Publisher Zherka’s actions, filed long in advance of the Iqbal Decision, present numerous witnesses, audio and videotapes, photographs, and affidavits, little, or none of which,
Judge Seibel, with all due respect, seemed to have taken the trouble to become aware of as we observed her on November 20th when attorney Rory Bellantoni referenced them.

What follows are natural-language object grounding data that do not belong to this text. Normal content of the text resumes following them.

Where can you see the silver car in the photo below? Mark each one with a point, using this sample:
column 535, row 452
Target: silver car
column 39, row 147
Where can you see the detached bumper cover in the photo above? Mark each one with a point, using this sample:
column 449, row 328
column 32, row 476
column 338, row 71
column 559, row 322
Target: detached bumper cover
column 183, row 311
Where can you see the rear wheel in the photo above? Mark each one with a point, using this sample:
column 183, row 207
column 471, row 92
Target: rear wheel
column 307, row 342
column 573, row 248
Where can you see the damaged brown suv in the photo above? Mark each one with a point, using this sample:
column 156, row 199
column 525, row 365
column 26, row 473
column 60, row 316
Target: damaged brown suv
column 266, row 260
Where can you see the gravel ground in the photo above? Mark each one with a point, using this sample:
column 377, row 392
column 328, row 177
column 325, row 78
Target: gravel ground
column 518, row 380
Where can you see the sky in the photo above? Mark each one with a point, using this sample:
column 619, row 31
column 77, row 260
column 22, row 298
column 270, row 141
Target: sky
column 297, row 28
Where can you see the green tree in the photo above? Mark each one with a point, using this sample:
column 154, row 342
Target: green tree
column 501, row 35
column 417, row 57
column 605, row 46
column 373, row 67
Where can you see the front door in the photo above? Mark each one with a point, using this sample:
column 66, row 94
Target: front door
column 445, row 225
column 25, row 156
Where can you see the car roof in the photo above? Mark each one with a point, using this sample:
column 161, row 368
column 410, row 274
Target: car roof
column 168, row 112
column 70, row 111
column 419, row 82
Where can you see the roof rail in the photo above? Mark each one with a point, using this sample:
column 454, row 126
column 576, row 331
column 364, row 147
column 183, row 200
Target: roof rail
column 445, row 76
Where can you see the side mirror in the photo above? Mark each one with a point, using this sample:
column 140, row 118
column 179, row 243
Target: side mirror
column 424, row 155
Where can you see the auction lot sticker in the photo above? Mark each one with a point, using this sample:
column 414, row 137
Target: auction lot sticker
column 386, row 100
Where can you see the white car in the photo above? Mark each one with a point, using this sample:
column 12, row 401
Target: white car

In fairness to the judge, at a prior appearance several weeks earlier, she had asked attorney Jonathan Lovett, of Lovett & Bellantoni, to provide her with greater detail, which he certainly did in his amended pleadings.

Zherka, confused by the Judge’s dismissals, told this reporter, “There is so much evidence in our pleadings the case is a poster child for Iqbal.” He indicated that he was “definitely appealing the dismissals to the Second Circuit”, where he was confident they would be reversed, but, that he was “prepared, if necessary, to go all the way to the Supreme Court.” Additionally, he indicated he would be bringing an action against each of the defendants, individually, for Defamation and Slander in State Court.

Analysis:
Iqbal, a 5-4 decision authored by Justice Anthony Kennedy, is by far and away the most telling and potentially destructive outcome to date to come from the Supreme Court’s Conservative Majority established under President George W. Bush. In writing the Majority Opinion, Kennedy declared, “Rule 8(a)(2) demands more than an unadorned the-defendant- unlawfully-harmed-me accusation and requires that a complaint be factually plausible.”

Mayer, Brown observed, “The decision in Iqbal thus suggests that a federal court no longer need draw factual inferences in favor of the complainant if it believes that a competing interpretation is more plausible.” Commenting just three days after the decision, they go on to say, “Although it remains to be seen whether lower federal courts will interpret Iqbal as abandoning Notice Pleading altogether, the opinion raises the pleading bar substantially and provides defendants with important ammunition to a Rule 12(b)(6) Motion to Dismiss for failing to state a claim.”

Now, seven months, and more than 1,500 Iqbal dismissals later, we recognize that Iqbal creates a pretrial screen by which the more egregious and outrageous the conduct pleaded and alleged, the more likely it will be dismissed based upon a particular judge’s experiences, associations, and prejudices, all combining to determine that which she will consider “plausible”.

Regrettably, just as we were beginning to make some headway against prosecutorial misconduct, and major governmental and corporate acts of Constitutional violation, we
find ourselves hog-tied by a “Conservative” majority in the Supreme Court whose decision was designed to slow, if not interdict altogether, the process of uncovering unlawful actors, both in government and corporate enterprise.

In the meantime, Mike Edelman, whose malicious obsession with, and activity on, the blogosphere, is undisputed, continues to defame and malign publisher Sam Zherka as if having been granted a license to continue doing so by the decision of Judge Seibel.

His verbal graffiti, easily identified by other bloggers, can be found on the blogs of complicit media sources. And, of course, he continues to run his mouth frequently on News12 where he masquerades as a Republican commentator, a claim Doug Colety, Chairman of the Westchester Republican Party, has repeatedly refuted.